When you’ve made the decision to take a stab at some authentic, on brand holiday content, you don’t want to wait until the day of to share the wealth. As we mentioned earlier, the first (and most consequential) reason for this is that most all of your audience is going to be a bit preoccupied on the day of most major holidays. Whether it’s a national holiday and they’ve been granted time off work, or it’s a religious holiday that will have them in a place of worship for some portion of the day, they likely won’t be on the lookout for branded content from you. Nor will they have what to do with it, because it’ll surely be more than a simple, uninspired well wish, right? Instead of waiting until the last possible moment, use the ‘birthday week’ philosophy and don’t confine yourself to just 24 hours of celebration. By posting up to a week or more in advance, you’ll give your audience ample time to consume and digest the holiday content that you’ve crafted for them, and you just might find that it’ll pay dividends. Not only will you have less traffic with which you’ll be competing for audience attention, but your audience will actually have time to act on some of the fun, informative, and possibly sales-driving information contained in your holiday content in the days leading up to the holiday, itself.
Content Series & Hashtags
Post early, and post often! Besides just getting your holiday content out a few days earlier than the holiday, itself, also consider implementing some relevant holiday content series, accompanied by your own brand-specific, yet holiday-tied, hashtag. By sharing a few posts along the same content direction, and doing so over the course of the days leading up to a holiday, you’ll give your audience a more than ample opportunity to happen upon, consume, and digest your holiday content. A grill company might share a content series featuring tips for manning the barbeque in the days or even weeks leading up to Labor Day. In this way, they’ll give their audience the opportunity to see the pattern in their holiday content and be on the lookout for still more. Similarly, by creating and employing a custom hashtag that ties together your brand and the holiday for which you’re creating content, you’ll be effectively fitting it with a life preserver to keep it afloat, despite the oppressive riptide that is holiday content on social. By using the hashtag #MerryChristmas on your post, you can basically kiss it goodbye. But by fashioning a clever, slightly more nuanced hashtag, which brings together your brand and some element of the holiday in question, you’ll prevent your holiday content from being swept away by a tsunami of other #MerryChristmas posts, but still link it to the holiday, and to the other posts you’ve created in your holiday content series.
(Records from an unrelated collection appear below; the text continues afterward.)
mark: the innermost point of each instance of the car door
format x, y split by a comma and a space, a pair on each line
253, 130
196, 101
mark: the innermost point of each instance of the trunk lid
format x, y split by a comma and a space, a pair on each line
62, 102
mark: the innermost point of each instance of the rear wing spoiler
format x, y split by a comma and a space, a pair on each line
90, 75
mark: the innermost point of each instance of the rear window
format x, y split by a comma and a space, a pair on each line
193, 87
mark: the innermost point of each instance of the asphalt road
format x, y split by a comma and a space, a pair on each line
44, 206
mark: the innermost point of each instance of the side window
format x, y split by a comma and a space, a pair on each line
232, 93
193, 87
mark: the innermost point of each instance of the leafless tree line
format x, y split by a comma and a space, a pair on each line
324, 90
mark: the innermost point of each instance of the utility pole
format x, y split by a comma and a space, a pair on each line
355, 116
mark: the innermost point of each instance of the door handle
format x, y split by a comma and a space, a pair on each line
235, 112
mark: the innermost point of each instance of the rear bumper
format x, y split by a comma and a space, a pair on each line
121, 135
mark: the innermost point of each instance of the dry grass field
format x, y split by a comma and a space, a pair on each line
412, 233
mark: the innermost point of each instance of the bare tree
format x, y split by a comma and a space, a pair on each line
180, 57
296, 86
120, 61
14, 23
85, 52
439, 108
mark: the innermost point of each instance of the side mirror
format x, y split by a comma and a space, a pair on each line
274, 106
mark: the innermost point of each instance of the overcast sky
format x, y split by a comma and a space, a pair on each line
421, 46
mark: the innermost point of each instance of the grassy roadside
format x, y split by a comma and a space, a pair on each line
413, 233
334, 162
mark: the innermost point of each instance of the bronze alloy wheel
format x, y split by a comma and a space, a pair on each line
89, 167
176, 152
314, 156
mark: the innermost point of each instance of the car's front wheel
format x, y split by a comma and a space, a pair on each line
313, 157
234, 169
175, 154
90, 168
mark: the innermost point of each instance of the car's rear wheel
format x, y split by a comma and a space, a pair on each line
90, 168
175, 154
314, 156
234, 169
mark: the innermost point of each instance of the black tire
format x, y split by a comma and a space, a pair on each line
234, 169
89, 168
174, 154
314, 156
There are surely a great many different approaches to ensuring that your content doesn’t get lost during the holidays, and these are just a few. Of course, as with anything in social media, no one-size-fits-all, cookie-cutter solution exists, and so each brand must assess what will likely work best, given various specific criteria. However, the methods mentioned above can almost all be reliably shaped and contoured to suit your brand, and preserve your branded holiday content for longer than the millisecond it might otherwise last on its own, out there in the fierce winds of social. So, with Halloween, Thanksgiving, Christmas, and New Year’s all right around the corner, you’d better get thinking of how you’re going to keep your content from getting lost in the shuffle! Take care.